L'Italia segna un punto, ma serve un piano di lungo periodo. Le Ong pronte a sfidare Roma

Gian Micalessin

Chi osa vince. Sul caso Aquarius Matteo Salvini ha osato e grazie al bisogno di visibilità del neo premier socialista spagnolo Pedro Sanchez ha garantito all'Italia una significativa vittoria sul fronte dell'immigrazione. Non è stato facile. I volontari ( o i militanti?) di Msf, imbarcati sull'Aquarius hanno utilizzato fino all'ultimo l'arma della compassione umanitaria per frapporsi alla decisione di due stati sovrani come Italia e Spagna e deviare l'Aquarius verso un porto italiano. La vocazione umanitaria dell'organizzazione ha lasciato il posto, insomma, ad obbiettivi meramente politici rivolti non più a prestar soccorsi, ma ad abbattere la sovranità territoriale dell'Italia. Metamorfosi pericolosa perché minaccia, se ad Msf sarà concesso di operare in questi termini, di trasformare il Mediterraneo in un mare senza legge.

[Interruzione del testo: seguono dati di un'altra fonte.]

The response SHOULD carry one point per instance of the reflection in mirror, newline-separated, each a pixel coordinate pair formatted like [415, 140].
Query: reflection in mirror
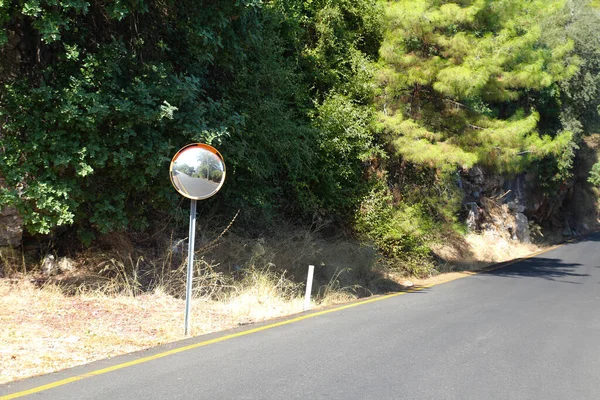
[197, 171]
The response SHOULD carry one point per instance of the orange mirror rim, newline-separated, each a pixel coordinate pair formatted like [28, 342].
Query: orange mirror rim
[204, 147]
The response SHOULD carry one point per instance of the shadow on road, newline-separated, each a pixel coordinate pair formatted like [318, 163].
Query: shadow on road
[547, 268]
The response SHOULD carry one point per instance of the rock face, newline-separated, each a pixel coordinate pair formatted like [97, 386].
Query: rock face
[498, 206]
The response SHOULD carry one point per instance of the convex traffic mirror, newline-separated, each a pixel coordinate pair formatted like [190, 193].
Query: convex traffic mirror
[197, 171]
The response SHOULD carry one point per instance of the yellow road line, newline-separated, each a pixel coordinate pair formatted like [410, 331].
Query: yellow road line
[254, 330]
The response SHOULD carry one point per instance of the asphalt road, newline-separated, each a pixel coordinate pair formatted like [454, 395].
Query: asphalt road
[527, 331]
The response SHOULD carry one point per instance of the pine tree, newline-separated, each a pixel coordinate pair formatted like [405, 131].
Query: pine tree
[458, 79]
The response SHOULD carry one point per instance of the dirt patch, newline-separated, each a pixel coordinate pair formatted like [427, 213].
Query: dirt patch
[44, 330]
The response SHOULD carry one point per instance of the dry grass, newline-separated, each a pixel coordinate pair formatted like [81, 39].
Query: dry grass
[45, 330]
[115, 304]
[477, 251]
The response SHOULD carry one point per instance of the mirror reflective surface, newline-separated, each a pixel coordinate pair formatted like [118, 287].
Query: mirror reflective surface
[197, 171]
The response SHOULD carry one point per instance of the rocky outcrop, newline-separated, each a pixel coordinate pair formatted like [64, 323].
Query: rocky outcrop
[499, 206]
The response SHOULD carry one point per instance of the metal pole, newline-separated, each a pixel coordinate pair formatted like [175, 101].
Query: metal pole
[190, 270]
[311, 270]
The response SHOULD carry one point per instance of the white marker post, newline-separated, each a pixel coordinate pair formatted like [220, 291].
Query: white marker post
[311, 271]
[197, 172]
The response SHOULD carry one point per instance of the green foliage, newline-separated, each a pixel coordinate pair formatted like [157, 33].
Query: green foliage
[95, 97]
[452, 74]
[594, 177]
[401, 233]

Per fortuna il governo italiano non si è piegato e a tarda sera ha annunciato la decisione di far proseguire Aquarius verso Valencia. Ma vincere una battaglia non significa chiudere la partita. E lo dimostra l'imbarazzante caso della Diciotti, il pattugliatore della Guardia Costiera con a bordo 937 migranti in rotta verso Catania. L'episodio impone la trasmissione di nuove disposizioni alle Guardia Costiera e al centro Marittimo di Soccorso per meglio ripartire le modalità d'intervento nel Mediterraneo. Prima di trovare un accordo con l'Europa Salvini deve garantirsi, insomma, il controllo delle strutture italiane. Subito dopo deve presentare all'Europa una strategia di lungo periodo. L'impennata delle partenze dalla Libia fa capire che la strategia di contenimento non può basarsi sugli accordi con un governo di Tripoli troppo fragile per garantire continuità.

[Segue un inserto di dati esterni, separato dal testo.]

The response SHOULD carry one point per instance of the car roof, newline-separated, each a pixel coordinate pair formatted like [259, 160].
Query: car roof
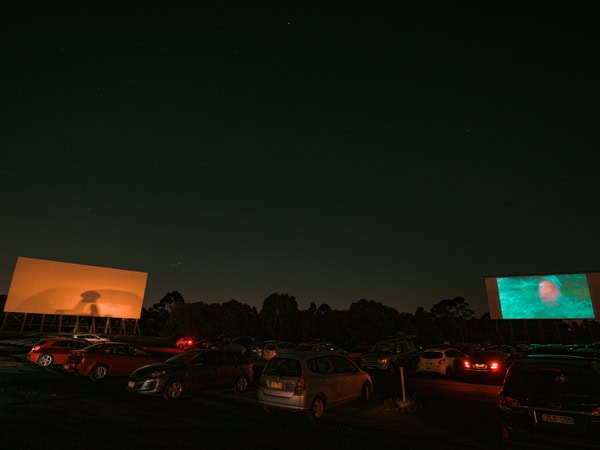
[293, 354]
[548, 360]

I piani della missione navale europea Sophia, utilizzata per salvare i migranti e addestrare la Guardia Costiera libica, prevedono una fase finale in cui le truppe a bordo delle navi possono operare nelle acque territoriali libiche e, se necessario, per colpire anche a terra i trafficanti di uomini. Il passaggio a questa fase esige un via libera dell'Onu o di Tripoli ottenibili solo con l'appoggio di Bruxelles. Il premier Giuseppe Conte pronto ad incontrare il presente francese e la Cancelliera Angela Merkel farà bene a chiedere ai due se sono disposti a rilanciare quella fase dell'operazione. Anche perché ai militari si potrebbero affiancare gli agenti di quella Frontex che la Merkel ipotizza di utilizzare al di là dei confini europei.

Si tratterebbe, insomma, di sviluppare la cosiddetta «rivoluzione copernicana» del premier austriaco Kurz. Una rivoluzione incentrata sull'idea di fermare i migranti irregolari sulle sponde africane, garantirne l'internamento in campi protetti da Frontex per poi avviare rimpatri volontari. L'appoggio alla «rivoluzione» di Kurz faciliterebbe i rapporti con quell'Europa Orientale, Ungheria di Orban in testa, che vede come fumo negli occhi una riforma del trattato di Dublino basato sulla ridistribuzione dei richiedenti asilo. Anche perché riprendere le fila di quella riforma significa impegnarsi in mesi di estenuanti e forse inutili trattative. Più facile dunque pretendere accordi di rimpatrio con i paesi d'origine dei migranti stipulati da Bruxelles utilizzando la minaccia del taglio degli aiuti economici. Il tutto mettendo sul tavolo accordi di collaborazione tra l'Italia e i paesi che accetteranno di riprendersi i propri cittadini. E senza dimenticare l'impegno in paesi come il Niger da cui passano le rotte dell'immigrazione.

E dove la missione militare approvata dal nostro Parlamento resta in una situazione di inaccettabile stallo.